Some points were made in the comments to my last post on the topic. Both Brian and Daniel T bring up what Dark Horse does with their Hellboy-universe books, having an overall series number inside the book, while having, if necessary, “chapter” numbers on the fronts of the book. I went into annoying detail on this very topic almost exactly five years ago discussing this very thing.

I mean…maybe that could work for superhero books, maybe, but that would require a huge change in mindsets regarding how readers approach the titles they follow. We’re too used to there being a regular monthly Batman book, for example…while, with a regular monthly title, switches in storylines and creative teams would in effect make an ongoing feel like a bunch of “mini-series” that just happen to be tied together with a shared numbering system. Actually making them literally different mini-series, with new #1s on the cover of each first chapter, even with a secondary overall numbering inside that ties them all together. The Hellboy/BPRD comics can pull this off, as the comics have a mostly consistent aesthetic/tone with a relatively small circle of creative teams. It’s the nature of superhero comics to change in style pretty significantly with new stories and creators, so a “mini-series” by J. Master Artist might sell a lot better than the follow up “mini” by Hacky McHackerton, causing a distinct change in order numbers and sales figures that might be smoothed out by a more obvious shared-numbering system and a sense that it’s all “of a piece.”

My personal preference would just be picking a numbering system, sticking to it, and don’t kill a series and crank out a new #1 just because, I don’t know, the Beast changed the color of his trunks or something. First issues used to be special, a big event…”here’s a brand new series starring the character YOU demanded!” I’d like to see them that way again. Not to say we still don’t get occasional excitement over some new first issues…the recent batch of new launches from DC is getting a small amount of interest, which is a change from that lack of response that “DC-You” thing got. Anyway, the ultimate solution to all this is likely going to be the transition away from monthlies to trades/graphic novels. Which, of course, will still be numbered so here we go again, but possibly would be more conducive to an environment where the specific order of release is less important than the individual reading experience of each volume.

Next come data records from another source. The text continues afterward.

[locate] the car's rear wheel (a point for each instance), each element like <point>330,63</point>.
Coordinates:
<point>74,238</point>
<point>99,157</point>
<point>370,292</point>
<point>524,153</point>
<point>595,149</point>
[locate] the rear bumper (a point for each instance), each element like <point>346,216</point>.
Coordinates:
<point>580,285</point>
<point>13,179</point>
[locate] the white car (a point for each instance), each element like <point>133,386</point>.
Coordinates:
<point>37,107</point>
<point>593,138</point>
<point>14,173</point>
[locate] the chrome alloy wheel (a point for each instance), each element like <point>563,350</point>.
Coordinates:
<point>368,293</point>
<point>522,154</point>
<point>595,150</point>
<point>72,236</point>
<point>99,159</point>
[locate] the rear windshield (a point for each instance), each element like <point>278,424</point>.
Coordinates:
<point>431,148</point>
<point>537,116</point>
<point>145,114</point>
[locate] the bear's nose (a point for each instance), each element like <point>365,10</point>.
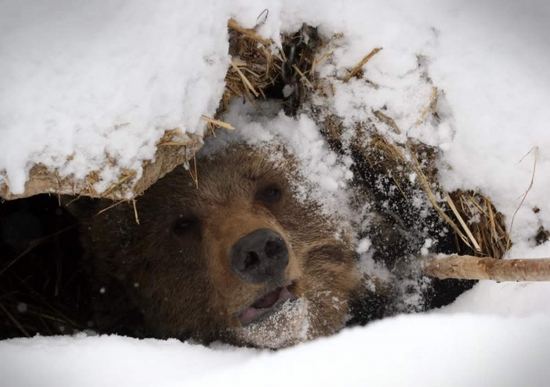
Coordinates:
<point>259,256</point>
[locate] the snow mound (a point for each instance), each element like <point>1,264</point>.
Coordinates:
<point>426,350</point>
<point>93,86</point>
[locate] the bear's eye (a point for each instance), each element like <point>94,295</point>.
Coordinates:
<point>183,226</point>
<point>269,194</point>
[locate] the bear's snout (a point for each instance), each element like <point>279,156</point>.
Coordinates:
<point>260,256</point>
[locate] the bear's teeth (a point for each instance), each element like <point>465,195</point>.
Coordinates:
<point>265,304</point>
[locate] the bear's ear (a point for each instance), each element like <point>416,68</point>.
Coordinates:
<point>82,208</point>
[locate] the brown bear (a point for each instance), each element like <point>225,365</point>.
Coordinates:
<point>238,259</point>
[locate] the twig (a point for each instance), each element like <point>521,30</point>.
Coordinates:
<point>219,123</point>
<point>462,222</point>
<point>249,32</point>
<point>356,69</point>
<point>524,196</point>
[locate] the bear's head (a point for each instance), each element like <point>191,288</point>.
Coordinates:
<point>240,258</point>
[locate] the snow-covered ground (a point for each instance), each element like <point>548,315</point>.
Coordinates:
<point>74,72</point>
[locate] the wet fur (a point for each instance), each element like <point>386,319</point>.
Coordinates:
<point>151,282</point>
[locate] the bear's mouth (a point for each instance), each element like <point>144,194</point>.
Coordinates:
<point>267,304</point>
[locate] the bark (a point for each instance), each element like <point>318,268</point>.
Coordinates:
<point>475,268</point>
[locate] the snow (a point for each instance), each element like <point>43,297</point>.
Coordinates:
<point>421,350</point>
<point>84,79</point>
<point>62,63</point>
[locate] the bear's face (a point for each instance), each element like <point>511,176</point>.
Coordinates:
<point>238,259</point>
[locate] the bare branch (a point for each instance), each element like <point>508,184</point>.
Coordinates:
<point>475,268</point>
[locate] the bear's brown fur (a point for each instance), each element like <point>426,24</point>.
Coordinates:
<point>171,275</point>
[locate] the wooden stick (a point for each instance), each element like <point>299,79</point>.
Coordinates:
<point>476,268</point>
<point>356,69</point>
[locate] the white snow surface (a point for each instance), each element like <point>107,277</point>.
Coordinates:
<point>73,71</point>
<point>90,79</point>
<point>421,350</point>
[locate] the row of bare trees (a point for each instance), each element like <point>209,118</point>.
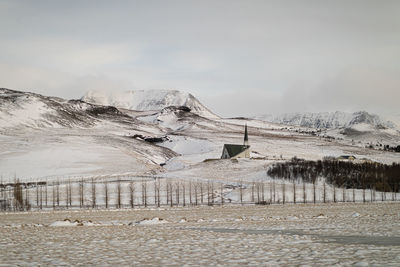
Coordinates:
<point>365,175</point>
<point>167,192</point>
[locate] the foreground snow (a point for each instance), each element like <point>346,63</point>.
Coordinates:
<point>289,235</point>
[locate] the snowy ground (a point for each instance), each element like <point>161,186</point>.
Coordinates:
<point>289,235</point>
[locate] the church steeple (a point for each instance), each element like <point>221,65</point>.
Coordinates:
<point>246,137</point>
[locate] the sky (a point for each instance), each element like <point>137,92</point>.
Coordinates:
<point>239,58</point>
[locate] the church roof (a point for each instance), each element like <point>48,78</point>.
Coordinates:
<point>233,150</point>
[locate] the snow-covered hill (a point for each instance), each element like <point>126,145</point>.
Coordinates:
<point>24,109</point>
<point>48,137</point>
<point>145,100</point>
<point>330,120</point>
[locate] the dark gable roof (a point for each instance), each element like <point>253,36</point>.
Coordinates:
<point>233,150</point>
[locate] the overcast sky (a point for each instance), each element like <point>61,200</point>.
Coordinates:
<point>238,57</point>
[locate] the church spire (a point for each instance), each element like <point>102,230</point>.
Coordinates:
<point>246,137</point>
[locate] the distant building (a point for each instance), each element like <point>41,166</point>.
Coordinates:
<point>231,151</point>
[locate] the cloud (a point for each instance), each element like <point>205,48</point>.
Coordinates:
<point>239,58</point>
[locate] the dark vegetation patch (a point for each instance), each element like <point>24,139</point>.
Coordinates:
<point>372,175</point>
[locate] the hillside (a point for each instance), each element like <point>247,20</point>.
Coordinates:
<point>145,100</point>
<point>329,120</point>
<point>48,137</point>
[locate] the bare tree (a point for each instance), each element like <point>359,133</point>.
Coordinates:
<point>93,194</point>
<point>201,193</point>
<point>144,193</point>
<point>58,193</point>
<point>54,196</point>
<point>190,192</point>
<point>45,194</point>
<point>222,194</point>
<point>177,193</point>
<point>344,194</point>
<point>118,193</point>
<point>294,191</point>
<point>132,193</point>
<point>314,189</point>
<point>184,193</point>
<point>241,192</point>
<point>195,194</point>
<point>106,192</point>
<point>334,193</point>
<point>158,193</point>
<point>252,192</point>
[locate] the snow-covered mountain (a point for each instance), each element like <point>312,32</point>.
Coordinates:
<point>331,120</point>
<point>25,109</point>
<point>145,100</point>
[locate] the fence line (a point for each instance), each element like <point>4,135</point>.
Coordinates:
<point>133,192</point>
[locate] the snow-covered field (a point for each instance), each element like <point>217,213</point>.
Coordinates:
<point>289,235</point>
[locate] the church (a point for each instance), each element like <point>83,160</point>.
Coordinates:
<point>232,151</point>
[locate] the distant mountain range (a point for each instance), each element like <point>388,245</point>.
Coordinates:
<point>144,100</point>
<point>330,120</point>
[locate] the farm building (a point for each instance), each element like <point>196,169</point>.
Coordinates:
<point>232,151</point>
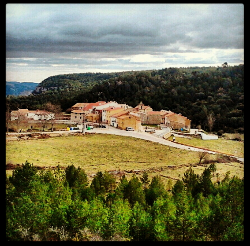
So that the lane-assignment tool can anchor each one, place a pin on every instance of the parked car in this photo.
(129, 129)
(150, 130)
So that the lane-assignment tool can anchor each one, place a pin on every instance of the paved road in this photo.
(135, 134)
(153, 138)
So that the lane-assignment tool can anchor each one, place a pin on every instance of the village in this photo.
(121, 116)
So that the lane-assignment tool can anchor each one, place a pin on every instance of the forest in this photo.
(64, 205)
(195, 92)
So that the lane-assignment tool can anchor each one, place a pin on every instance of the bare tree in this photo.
(56, 109)
(210, 121)
(8, 117)
(201, 155)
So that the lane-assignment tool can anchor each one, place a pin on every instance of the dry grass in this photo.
(223, 145)
(100, 152)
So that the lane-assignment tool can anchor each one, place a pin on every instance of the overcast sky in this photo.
(49, 39)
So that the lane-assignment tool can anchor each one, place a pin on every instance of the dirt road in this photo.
(135, 134)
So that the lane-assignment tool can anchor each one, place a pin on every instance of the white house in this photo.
(25, 114)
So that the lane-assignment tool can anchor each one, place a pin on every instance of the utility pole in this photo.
(83, 124)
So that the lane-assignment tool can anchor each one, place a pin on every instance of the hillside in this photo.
(20, 88)
(196, 92)
(72, 82)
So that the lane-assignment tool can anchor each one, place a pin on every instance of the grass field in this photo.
(100, 152)
(223, 145)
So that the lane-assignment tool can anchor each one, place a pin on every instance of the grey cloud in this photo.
(58, 33)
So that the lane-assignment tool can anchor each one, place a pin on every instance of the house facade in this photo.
(25, 114)
(177, 121)
(108, 112)
(142, 108)
(129, 120)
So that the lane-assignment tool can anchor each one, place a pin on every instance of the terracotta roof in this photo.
(169, 114)
(112, 108)
(78, 111)
(23, 111)
(155, 112)
(79, 105)
(120, 114)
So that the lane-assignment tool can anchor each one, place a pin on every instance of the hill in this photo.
(72, 82)
(196, 92)
(20, 88)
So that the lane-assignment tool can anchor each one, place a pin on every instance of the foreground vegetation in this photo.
(101, 152)
(199, 93)
(59, 205)
(229, 147)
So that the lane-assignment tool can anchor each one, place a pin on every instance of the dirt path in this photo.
(135, 134)
(153, 138)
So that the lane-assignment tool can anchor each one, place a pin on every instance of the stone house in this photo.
(142, 108)
(129, 120)
(108, 112)
(154, 117)
(25, 114)
(177, 121)
(114, 118)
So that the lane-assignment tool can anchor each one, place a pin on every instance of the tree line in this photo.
(203, 94)
(62, 204)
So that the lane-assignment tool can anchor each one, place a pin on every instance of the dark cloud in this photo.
(61, 32)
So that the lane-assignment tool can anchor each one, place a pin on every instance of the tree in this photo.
(155, 190)
(210, 121)
(103, 183)
(202, 155)
(56, 109)
(134, 192)
(22, 176)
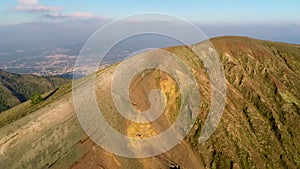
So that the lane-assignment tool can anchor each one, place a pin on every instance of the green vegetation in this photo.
(36, 98)
(15, 88)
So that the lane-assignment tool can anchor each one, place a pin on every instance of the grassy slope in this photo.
(260, 126)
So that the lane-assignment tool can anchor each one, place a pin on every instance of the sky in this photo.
(208, 11)
(274, 20)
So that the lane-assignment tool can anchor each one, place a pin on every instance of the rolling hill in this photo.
(259, 128)
(15, 88)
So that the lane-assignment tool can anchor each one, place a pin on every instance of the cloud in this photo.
(35, 6)
(75, 15)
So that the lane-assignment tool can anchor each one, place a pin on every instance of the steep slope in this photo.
(15, 88)
(259, 128)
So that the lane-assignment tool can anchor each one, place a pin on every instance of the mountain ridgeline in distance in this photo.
(15, 88)
(259, 127)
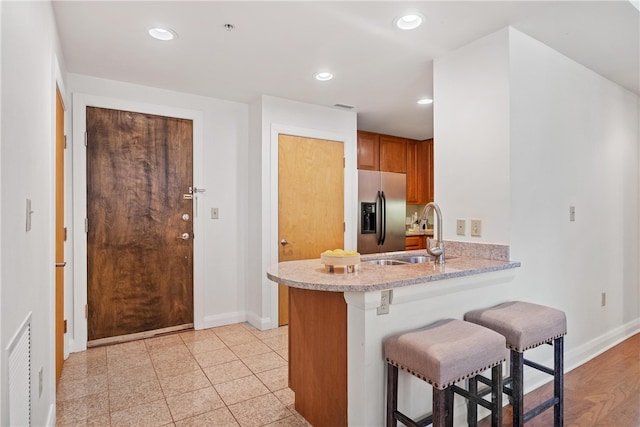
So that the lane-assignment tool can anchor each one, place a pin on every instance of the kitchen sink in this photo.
(413, 259)
(417, 259)
(386, 262)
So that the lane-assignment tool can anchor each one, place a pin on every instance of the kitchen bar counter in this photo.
(312, 274)
(337, 325)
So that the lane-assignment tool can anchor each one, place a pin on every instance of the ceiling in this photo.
(277, 47)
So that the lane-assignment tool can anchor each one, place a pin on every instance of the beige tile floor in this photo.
(233, 375)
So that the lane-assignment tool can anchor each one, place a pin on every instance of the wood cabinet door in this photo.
(413, 172)
(412, 243)
(368, 151)
(393, 154)
(140, 236)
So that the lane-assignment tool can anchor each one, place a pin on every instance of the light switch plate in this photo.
(28, 216)
(476, 228)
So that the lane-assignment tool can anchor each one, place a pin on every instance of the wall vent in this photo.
(19, 350)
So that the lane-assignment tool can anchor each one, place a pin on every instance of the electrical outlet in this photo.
(476, 228)
(40, 381)
(385, 301)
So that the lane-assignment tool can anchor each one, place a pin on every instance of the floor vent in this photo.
(20, 376)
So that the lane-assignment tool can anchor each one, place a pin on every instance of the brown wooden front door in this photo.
(140, 229)
(310, 202)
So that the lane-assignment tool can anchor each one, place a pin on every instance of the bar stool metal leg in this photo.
(392, 394)
(472, 407)
(558, 381)
(517, 370)
(439, 408)
(496, 396)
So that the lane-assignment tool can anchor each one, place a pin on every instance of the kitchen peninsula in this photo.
(336, 326)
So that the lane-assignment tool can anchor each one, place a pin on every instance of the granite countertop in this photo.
(419, 232)
(312, 274)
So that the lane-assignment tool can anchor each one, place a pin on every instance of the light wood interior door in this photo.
(310, 202)
(60, 235)
(140, 213)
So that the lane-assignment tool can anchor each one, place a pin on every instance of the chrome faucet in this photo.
(438, 250)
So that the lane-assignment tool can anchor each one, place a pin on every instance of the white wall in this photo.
(220, 164)
(29, 51)
(275, 116)
(471, 138)
(574, 142)
(545, 133)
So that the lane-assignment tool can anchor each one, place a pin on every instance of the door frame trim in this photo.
(270, 236)
(78, 326)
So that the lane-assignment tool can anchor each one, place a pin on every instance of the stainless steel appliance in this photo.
(382, 206)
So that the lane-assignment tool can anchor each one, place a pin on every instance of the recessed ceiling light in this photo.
(410, 21)
(160, 33)
(324, 76)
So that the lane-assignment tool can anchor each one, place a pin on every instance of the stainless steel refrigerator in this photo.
(382, 206)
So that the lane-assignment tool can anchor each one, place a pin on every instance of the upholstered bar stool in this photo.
(525, 326)
(442, 354)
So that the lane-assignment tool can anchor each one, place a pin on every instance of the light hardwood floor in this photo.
(604, 392)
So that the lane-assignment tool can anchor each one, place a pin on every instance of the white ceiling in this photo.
(276, 47)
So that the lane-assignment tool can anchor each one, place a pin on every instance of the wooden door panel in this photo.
(140, 272)
(310, 201)
(60, 262)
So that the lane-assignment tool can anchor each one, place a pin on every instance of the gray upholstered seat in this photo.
(524, 325)
(446, 352)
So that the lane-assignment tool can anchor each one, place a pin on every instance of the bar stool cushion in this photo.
(446, 352)
(524, 325)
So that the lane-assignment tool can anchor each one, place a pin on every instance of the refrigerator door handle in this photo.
(379, 219)
(384, 218)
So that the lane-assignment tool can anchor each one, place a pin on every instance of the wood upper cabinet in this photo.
(419, 171)
(368, 151)
(382, 152)
(393, 154)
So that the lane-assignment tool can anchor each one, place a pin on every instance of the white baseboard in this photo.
(51, 416)
(261, 323)
(224, 319)
(599, 345)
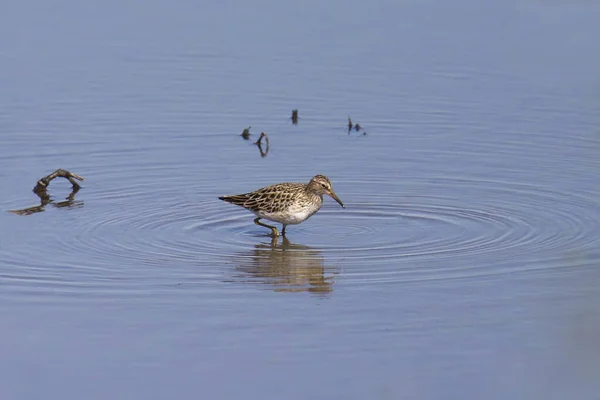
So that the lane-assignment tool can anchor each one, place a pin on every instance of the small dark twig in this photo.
(262, 135)
(246, 133)
(43, 183)
(264, 153)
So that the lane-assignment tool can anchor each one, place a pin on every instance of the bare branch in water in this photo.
(246, 133)
(259, 144)
(43, 183)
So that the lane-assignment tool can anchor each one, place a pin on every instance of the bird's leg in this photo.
(273, 229)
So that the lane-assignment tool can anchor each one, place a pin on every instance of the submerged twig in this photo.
(43, 183)
(259, 144)
(246, 133)
(262, 135)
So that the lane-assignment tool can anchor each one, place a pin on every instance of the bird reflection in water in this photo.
(287, 267)
(46, 199)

So let’s meet back here in a decade or two and see how it all shakes out.

• • •

In other news…I love — well, cringe sympathetically at, more accurately — stories about shops that have been stuck with way too many copies of something, particularly from the years of excess during the 1990s. You may recall this tale of the tragic fate of 14 long boxes full of Valiant’s Turok #1. Well, here’s a brief remembrance of the Superman Wedding Special which leaves me thankful that we only had as many left over as we did.

The All-New Progressive Ruin #1! (Six months later) The All-New, All-Different Progressive Ruin #1!

§ February 28th, 2018 § Filed under death of superman, market crash, publishing, retailing § 7 Comments

JohnJ Week continues, as he’s left another comment to which I wanted to respond:

“And you only get a month’s rest before you have to decide how many copies of Amazing Spider-Man #800, supposedly a big 80-pages for a whopping $9.99.

“My biggest screw-up ordering comics when I had my store was over the Superman-Lois wedding special. I thought it would sell in the kind of numbers the death of Superman could have sold in if I’d known that was going to be a big news item. But they tried too hard to coordinate it with the wedding on ‘The Adventure of Lois and Clark’ on tv, which really killed off interest in the comic.”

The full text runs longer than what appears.